Гардемарины, вперед!
Шрифт:
Сухарева башня встретила Никиту непривычной тишиной. Славное время – отпуска! Пылятся на полках навигацкие словари, лоции и карты, отдыхают натруженные глотки педагогов, сохнут без употребления розги, сваленные в углу «крюйт-камеры».
Но не все студенты разъехались по домам. Кого задержали за провинность, кого забыли родители и не выслали денег на дорогу, а некоторым было просто некуда ехать. Оставшихся в Москве школяров, чтобы не шатались без дела, сторож Василий Шорохов приспособил чинить поломанный школьный реквизит.
Столярная мастерская расположилась во дворе в тени тополей. Колченогие столы, разломанные лавки и стулья были свалены в гигантскую кучу, словно не для починки, а для невиданного аутодафе скорбных останков навигацкой школы. Меж деревьев были натянуты в два яруса веревки, и развешанные на них для просушки карты напоминали паруса допотопного корабля. Над этой странной мастерской гордо реял прикрепленный к бузине морской вымпел. Шорохов собственноручно подновлял его красками и штопкой.
Когда Никита пришел на школьный двор, Шорохов, сидя на корточках, варил на костре клей.
– Здравствуй, Василий. Скажи, Котов появился?
– Котова вашего мыши с кашей съели, – ответил Шорохов, не оборачиваясь.
– А Фома Лукич где?
– Придет сейчас, обождите.
Шорохов поднялся, вытащил из кучи поломанной мебели кресло и поставил его перед Никитой, не то предлагая сесть, не то приглашая заняться починкой.
– Какова пробоина, а? – задумчиво сказал он, стараясь запихнуть под гнилую обшивку сиденья торчащие во все стороны пружины. – А, черт с ним! – И сторож, схватив кресло за ножку, с размаху бросил его в общую кучу. К ногам Никиты из недр хлама выкатился помятый глобус.
– Черт с ним! – весело повторил Никита и ударил по глобусу ногой. – Василий, дай-ка я твой портрет нарисую.
– Невелика персона.

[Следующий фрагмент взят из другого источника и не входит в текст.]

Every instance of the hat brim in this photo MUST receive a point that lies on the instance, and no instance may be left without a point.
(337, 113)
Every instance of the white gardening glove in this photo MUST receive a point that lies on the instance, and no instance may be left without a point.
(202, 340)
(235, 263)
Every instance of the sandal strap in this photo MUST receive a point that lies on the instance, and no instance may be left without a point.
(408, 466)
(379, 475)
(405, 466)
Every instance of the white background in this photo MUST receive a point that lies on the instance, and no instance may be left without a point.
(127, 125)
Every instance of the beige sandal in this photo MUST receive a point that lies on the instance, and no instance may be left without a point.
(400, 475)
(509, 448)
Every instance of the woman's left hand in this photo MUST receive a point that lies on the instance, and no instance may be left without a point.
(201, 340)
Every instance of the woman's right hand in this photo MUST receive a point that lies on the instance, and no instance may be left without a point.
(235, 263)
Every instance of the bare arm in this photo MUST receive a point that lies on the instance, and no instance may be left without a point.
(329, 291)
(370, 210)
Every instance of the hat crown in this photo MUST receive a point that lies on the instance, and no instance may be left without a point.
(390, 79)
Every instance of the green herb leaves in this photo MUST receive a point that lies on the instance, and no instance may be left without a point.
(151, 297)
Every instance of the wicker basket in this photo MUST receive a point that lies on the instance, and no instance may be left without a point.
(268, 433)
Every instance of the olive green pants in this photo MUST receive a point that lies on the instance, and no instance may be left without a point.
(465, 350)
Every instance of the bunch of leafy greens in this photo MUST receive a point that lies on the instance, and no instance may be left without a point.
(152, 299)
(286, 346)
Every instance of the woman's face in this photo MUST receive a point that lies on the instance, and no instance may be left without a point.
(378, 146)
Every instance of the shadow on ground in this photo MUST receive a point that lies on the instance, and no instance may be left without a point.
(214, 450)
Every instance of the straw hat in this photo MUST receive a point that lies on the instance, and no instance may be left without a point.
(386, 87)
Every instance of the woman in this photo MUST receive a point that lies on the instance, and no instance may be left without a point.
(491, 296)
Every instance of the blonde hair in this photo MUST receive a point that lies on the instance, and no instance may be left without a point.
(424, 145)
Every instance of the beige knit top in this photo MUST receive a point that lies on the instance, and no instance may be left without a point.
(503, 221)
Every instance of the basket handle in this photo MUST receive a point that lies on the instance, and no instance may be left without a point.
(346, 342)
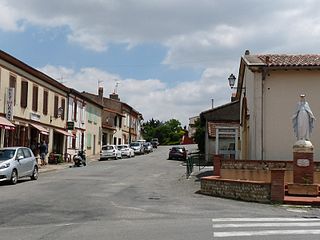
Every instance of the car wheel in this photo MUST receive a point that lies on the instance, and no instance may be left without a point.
(14, 177)
(35, 173)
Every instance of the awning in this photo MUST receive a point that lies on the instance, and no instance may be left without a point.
(41, 129)
(6, 124)
(64, 132)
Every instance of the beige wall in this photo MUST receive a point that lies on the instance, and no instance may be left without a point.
(24, 114)
(273, 108)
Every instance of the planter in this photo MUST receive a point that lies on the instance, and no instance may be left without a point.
(303, 189)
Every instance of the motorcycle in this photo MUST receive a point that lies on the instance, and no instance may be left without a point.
(80, 159)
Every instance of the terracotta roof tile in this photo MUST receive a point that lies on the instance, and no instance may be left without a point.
(283, 60)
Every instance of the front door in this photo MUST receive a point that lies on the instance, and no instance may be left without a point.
(226, 142)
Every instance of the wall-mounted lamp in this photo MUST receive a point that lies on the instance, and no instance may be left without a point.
(60, 111)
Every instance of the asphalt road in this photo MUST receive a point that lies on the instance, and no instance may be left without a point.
(146, 197)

А рисовать, как бомбардир русского флота клей варит, это, прости господи, срам.
– Я потом пушку пририсую. Стань у тополя. Ну пожалуйста.
«Хороша фигура, – думал Никита, быстро водя углем по бумаге. – Пушку надо справа пририсовать. А из тополя сделаем фок-мачту…»

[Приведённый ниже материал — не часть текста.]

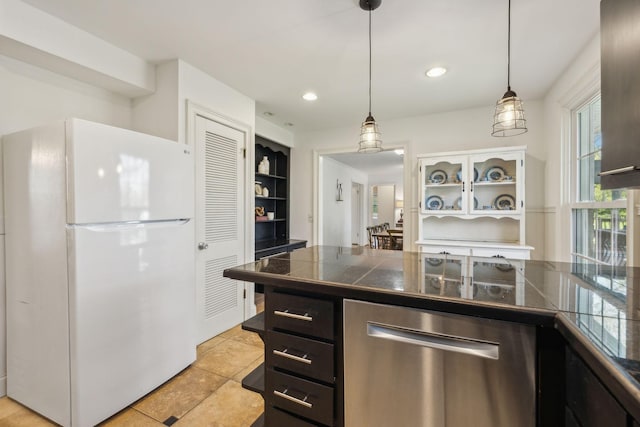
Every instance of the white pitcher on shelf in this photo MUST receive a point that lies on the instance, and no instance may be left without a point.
(263, 166)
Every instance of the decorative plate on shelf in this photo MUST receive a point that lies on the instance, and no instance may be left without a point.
(495, 174)
(505, 202)
(458, 203)
(438, 177)
(434, 203)
(459, 175)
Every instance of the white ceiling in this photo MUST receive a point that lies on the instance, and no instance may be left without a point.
(273, 51)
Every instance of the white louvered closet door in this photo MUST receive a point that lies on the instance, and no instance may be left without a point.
(219, 227)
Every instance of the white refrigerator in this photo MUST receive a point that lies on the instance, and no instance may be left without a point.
(99, 267)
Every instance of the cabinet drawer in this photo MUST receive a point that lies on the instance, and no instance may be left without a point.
(445, 250)
(307, 316)
(280, 418)
(301, 397)
(588, 399)
(508, 253)
(303, 356)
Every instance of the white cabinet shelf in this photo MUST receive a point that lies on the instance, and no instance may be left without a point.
(473, 199)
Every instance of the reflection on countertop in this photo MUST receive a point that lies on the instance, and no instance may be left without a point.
(602, 302)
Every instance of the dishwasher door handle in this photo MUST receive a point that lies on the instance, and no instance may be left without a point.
(469, 346)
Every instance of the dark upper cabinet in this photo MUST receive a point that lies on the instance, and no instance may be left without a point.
(620, 62)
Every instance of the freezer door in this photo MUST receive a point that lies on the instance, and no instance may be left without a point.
(407, 367)
(116, 175)
(131, 313)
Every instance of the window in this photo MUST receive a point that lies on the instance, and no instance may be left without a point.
(599, 216)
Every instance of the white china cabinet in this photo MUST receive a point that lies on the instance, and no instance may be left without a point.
(473, 203)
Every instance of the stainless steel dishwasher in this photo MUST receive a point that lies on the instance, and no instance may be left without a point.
(414, 368)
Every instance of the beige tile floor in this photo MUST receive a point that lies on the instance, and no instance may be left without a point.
(208, 393)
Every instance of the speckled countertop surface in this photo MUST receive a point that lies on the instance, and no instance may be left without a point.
(597, 307)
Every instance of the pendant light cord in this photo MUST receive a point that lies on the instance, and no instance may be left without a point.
(509, 49)
(370, 60)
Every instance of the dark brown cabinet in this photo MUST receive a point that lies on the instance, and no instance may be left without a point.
(620, 62)
(272, 192)
(299, 379)
(272, 196)
(589, 403)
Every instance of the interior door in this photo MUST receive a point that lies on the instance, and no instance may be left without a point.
(220, 229)
(383, 204)
(356, 213)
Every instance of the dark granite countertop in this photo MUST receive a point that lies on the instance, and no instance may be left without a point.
(596, 308)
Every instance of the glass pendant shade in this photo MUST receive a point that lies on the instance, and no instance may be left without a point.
(508, 119)
(370, 140)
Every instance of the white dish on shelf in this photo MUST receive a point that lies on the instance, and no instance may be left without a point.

Кончить портрет Никите не удалось, потому что во дворе появился Фома Лукич, и сторож, смущенный, что его застали за таким странным занятием, как позирование, повернулся к живописцу спиной.

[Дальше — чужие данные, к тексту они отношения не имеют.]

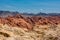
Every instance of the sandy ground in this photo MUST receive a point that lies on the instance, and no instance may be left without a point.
(39, 32)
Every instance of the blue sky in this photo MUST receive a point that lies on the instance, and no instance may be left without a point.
(29, 6)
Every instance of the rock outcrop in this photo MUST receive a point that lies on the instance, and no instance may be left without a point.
(28, 22)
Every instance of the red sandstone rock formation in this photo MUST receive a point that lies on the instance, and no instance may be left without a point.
(29, 22)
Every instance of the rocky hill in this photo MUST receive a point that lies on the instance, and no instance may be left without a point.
(22, 27)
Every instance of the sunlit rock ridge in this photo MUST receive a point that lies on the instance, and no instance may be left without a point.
(20, 26)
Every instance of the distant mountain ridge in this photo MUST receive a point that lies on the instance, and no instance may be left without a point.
(8, 13)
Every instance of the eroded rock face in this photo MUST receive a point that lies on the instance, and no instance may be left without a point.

– Как поживаете, батюшка князь? – писарь непритворно был рад видеть Никиту.
– Благодарствую. Поговорить надо, Фома Лукич.
– Пойдемте ко мне.
В библиотеке было прохладно и тихо, как в церкви. Одинокая оса билась в стекло. Никита привычно пробежал глазами по золоченым корешкам книг, и тоска сжала его сердце. «А ведь я сюда не вернусь, – подумал он, – уеду и не вернусь».
– Какие новости, Фома Лукич? Был ли где пожар?
– Как не быть? Каждый день горит.
– А ловят ли разбойников?
– Как не ловить? На Святой Руси да не бывать разбойникам! – Писарь нагнулся к уху Никиты, и, прикрыв ладонью рот, прошептал скороговоркой: – От Котова письмо пришло.
– Да ну? – удивился Никита.
– Оч-чень странное письмо. Не знаю, что и думать. Не арестовали ли вашего штык-юнкера?
– За что его можно арестовать?
– А заговор? Государыню хотели отравить.
– Одумайся, Фома Лукич. Котов-то здесь при чем?
– Штык-юнкер человек темный. Мне его осведомленность во всех делах всегда была подозрительна. Про Корсака он тогда первый бумагу написал.
– А что? – насторожился Никита. – Был и второй, кто написал донос на Алешку?
– Нет. Замяли дело. Про вашего друга вспомнят только осенью.
– Слава богу. А что написал Котов в своем письме?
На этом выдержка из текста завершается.